O menino acordou atacado. Quando fui chamá-lo, ele não deu “bom dia”. Primeiro deu uma resmungada sobre querer dormir mais, depois pulou da cama na direção da estante de livros porque queria levar um livro para a escola.
Sim, esse interesse por livros é fofinho. Sim, a escola permite que eles levem livros e revistas para que as tias leiam para eles nos horários de recreação. Mas nós temos regras em casa: 1) não pode levar livros muito novos (porque eventualmente o livro volta destruído), 2) não pode levar livros de estimação (tenho meus livros infantis guardados há mais de 30 anos e eles não saem daqui nem a pau, 3) não pode ser muito grande (porque não cabe na mochila) e 4) nem muito pesado (porque vamos e voltamos da escola a pé). Dito isso, eu selecionei algumas opções que se enquadram nas regras e deixei ele escolher.
Mas ele queria brigar.
Ele queria aquele velho mas pesado, aquele grande mas levinho, aquele outro novo mas que ele ia cuidar bem. Isaac, eu já tinha te dado as opções e você ia ter que escolher entre aquelas.
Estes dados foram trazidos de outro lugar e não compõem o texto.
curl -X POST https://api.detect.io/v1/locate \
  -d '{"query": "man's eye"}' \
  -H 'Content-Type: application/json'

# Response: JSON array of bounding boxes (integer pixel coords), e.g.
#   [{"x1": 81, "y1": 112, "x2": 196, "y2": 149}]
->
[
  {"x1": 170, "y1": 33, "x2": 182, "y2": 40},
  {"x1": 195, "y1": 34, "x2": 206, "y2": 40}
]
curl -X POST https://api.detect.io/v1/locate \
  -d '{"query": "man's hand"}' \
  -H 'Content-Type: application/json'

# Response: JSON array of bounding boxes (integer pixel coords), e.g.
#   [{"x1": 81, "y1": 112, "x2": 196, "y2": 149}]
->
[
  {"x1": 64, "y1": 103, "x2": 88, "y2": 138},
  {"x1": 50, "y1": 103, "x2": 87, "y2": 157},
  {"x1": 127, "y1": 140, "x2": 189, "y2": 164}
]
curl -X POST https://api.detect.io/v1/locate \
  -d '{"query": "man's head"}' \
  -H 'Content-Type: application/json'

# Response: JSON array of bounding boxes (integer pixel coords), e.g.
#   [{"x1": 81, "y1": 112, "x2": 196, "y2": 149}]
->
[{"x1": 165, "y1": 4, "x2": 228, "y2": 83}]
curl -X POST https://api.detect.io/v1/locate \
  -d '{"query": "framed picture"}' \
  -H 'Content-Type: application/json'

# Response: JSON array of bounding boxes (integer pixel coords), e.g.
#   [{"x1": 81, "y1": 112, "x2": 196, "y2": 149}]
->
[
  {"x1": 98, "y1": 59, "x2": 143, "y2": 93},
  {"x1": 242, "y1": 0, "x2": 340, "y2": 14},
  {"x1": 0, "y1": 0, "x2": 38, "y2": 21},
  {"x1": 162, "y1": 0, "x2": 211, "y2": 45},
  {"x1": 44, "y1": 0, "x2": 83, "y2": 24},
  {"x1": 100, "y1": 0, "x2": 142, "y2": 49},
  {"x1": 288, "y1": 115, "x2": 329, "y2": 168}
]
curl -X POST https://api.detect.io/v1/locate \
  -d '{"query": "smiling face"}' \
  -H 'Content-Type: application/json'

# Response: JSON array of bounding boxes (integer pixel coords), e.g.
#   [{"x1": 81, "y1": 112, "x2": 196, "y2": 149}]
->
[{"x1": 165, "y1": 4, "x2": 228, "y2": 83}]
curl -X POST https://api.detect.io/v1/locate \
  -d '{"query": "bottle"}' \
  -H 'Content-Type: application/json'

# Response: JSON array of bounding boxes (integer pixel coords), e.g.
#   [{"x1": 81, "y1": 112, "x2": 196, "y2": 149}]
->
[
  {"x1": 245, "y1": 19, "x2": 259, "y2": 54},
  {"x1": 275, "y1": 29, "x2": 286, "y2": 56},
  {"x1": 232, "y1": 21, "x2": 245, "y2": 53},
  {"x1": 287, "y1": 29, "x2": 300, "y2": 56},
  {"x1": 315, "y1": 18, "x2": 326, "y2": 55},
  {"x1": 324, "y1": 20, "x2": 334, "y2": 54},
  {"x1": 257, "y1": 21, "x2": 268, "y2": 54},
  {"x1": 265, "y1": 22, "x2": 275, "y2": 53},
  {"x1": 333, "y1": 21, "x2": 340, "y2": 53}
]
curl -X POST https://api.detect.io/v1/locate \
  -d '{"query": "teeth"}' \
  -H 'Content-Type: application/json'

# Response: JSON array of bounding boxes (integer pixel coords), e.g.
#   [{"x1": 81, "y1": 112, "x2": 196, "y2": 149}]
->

“Especialistas” em comportamento infantil vão dizer “você devia ter dito que não ia levar nenhum e pronto” ou “você devia ter deixado ele levar qualquer um”. Mas a criança tava a fim de brigar, ia sair treta de qualquer jeito. Ele achou ruim as opções que eu dei, teria achado tão ruim quanto não levar nada, e teria demorado séculos para escolher alguma coisa se eu deixasse livre (Isaac não é lá muito decidido e geralmente tem treta porque ele demora pra escolher, não aceita sugestões e depois fica trocando o brinquedo antes de sair de casa e é um saco).
Enfim, era dia de tetra no matter what. Quando ele percebeu que não ia ganhar e que teria que escolher entre as opções que eu dei, ele partiu pra agressão.
Mano, como dá raiva ver a sua criança te xingando e falando palavrões. “PUTAQUEOPARIU VOCÊ É UMA IDIOTA” e “EU NÃO VOU TOMAR A PORRA DO CAFÉ DA MANHÔ foram algumas dessas agressões. Dele, só pra deixar claro.
O que mais odeio na maternidade é sentir raiva. Todo o resto é gerenciável (as contas pra pagar, o trabalho, as preocupações, a privação de liberdade). Mas sentir raiva de criança é enlouquecedor. Porque é assim ó: 1) dá raiva mesmo e 2) eu me sinto muito imatura já que sou o adulto da relação e deveria me controlar e nem sempre consigo e o sentimento que vem é raiva.
Não tô falando de irritação ou cansaço por coisas do dia a dia, tô falando daquela raiva que dá e que te faz pensar se existe uma forma legal de jogar fora e nunca mais ter que ver a criatura.
Mas a gente tem que ser madura.
Se fosse um namorado fazendo o que Isaac fez ontem, eu teria terminado ali mesmo para nunca mais voltar, mas é meu filho e não tenho essa opção (infelizmente).
Tudo isso às 6h30 da manhã, mano.
Aí vem a pior parte: ele tinha que ir para a escola. Não só ir para escola, ele tinha que passar o dia lá e ficar bem na escola. Porque se ele segue o nervosismo, a irritação e as agressões na escola, a coordenadora iria me ligar e estragar ainda mais meu dia – isso se não me pedissem para buscar a criatura que eu já não queria mais ver naquela hora. Eu ia me ferrar mais ainda. Tudo o que eu queria era jogar a criança portão adentro da escola e correr dali. Queria aquelas horas longe do ser para curar minha raiva e meus pensamentos de como sair daquela relação. Eu sinceramente não queria desculpá-lo, eu não queria lidar com aquilo, queria só que ele sumisse.
Mas eu tive que passar por cima de tudo o que eu estava sentindo e, quando ele acalmou e pediu desculpas, eu tive que fingir que tava tudo bem, que eu entendia e que desculpava, apenas para que o ser entrasse na escola minimamente recomposto e me deixasse em paz.
Eu sei bem que ele tem 6 e eu tenho 36, e que é difícil para ele controlar emoções e frustrações, mas ontem eu me senti o mais puro saco de pancadas. E precisar desculpar forçadamente apenas para conseguir ficar longe dele foi muito difícil, porque fez a minha frustração com a situação aumentar.
Nossa, mano, como é difícil sentir raiva.